#1
i'm fairly new to the idea of using pedals.
i normally crank my gain high and paly stright from my amp in my band but i think it's time to find my own sound.
i'm as new as you can get when it come to this so please forgive me if i say some rather stupid things.
i'd just like to ask, what is the purpose of an EQ pedal? i know it changes the tone of your sound but why is it an advantage to have one and is it worth me getting one?
Also i would like a little info on noise supressors if possible as i am looking at starting a pedalboard.

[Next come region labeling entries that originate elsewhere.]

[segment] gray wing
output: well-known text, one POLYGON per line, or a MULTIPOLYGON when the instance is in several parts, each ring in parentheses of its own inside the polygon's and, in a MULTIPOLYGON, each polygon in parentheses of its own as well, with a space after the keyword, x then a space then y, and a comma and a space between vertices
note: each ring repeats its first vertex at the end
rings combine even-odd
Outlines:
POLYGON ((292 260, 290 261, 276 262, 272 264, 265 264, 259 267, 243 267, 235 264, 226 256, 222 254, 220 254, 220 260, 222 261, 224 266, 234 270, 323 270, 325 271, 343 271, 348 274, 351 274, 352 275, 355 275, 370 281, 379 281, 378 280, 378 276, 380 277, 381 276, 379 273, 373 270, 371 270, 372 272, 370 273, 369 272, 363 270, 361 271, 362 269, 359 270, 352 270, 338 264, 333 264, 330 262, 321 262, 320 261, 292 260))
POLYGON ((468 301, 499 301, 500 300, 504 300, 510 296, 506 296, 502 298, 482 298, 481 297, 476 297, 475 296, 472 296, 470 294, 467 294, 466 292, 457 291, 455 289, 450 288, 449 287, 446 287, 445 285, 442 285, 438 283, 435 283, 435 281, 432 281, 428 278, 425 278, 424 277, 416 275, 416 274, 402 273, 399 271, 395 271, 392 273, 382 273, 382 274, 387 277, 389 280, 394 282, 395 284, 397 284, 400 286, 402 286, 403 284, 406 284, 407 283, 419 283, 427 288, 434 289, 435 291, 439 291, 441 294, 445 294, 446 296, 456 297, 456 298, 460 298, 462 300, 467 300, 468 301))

i play post hardcore music but i want a sound that is unique and rich in tone.
Gear :
Blackstar HT Soloist 60
Blackstar HT212 Extension Cabinet
G&L ASAT Special Tribute
Cort KX5
Tanlgewood TD8 Acoustic
Kustom Practice Amp 10W Dart.
Boss DD7 Pedal
Korg Pitch Black
Mapex QR Series Drum Kit
#2
An EQ pedal allows you to boost and cut frequencies because it is active. On an amp, the EQ is passive, meaning you can only cut frequencies (10 is the most the amp can put out on its own, and 0 is the least) with an EQ you can put out more than 10, or less than 0 of a particular frequency, or anywhere inbetween for far more precise tone shaping than what you can do with the amp's onboard EQ.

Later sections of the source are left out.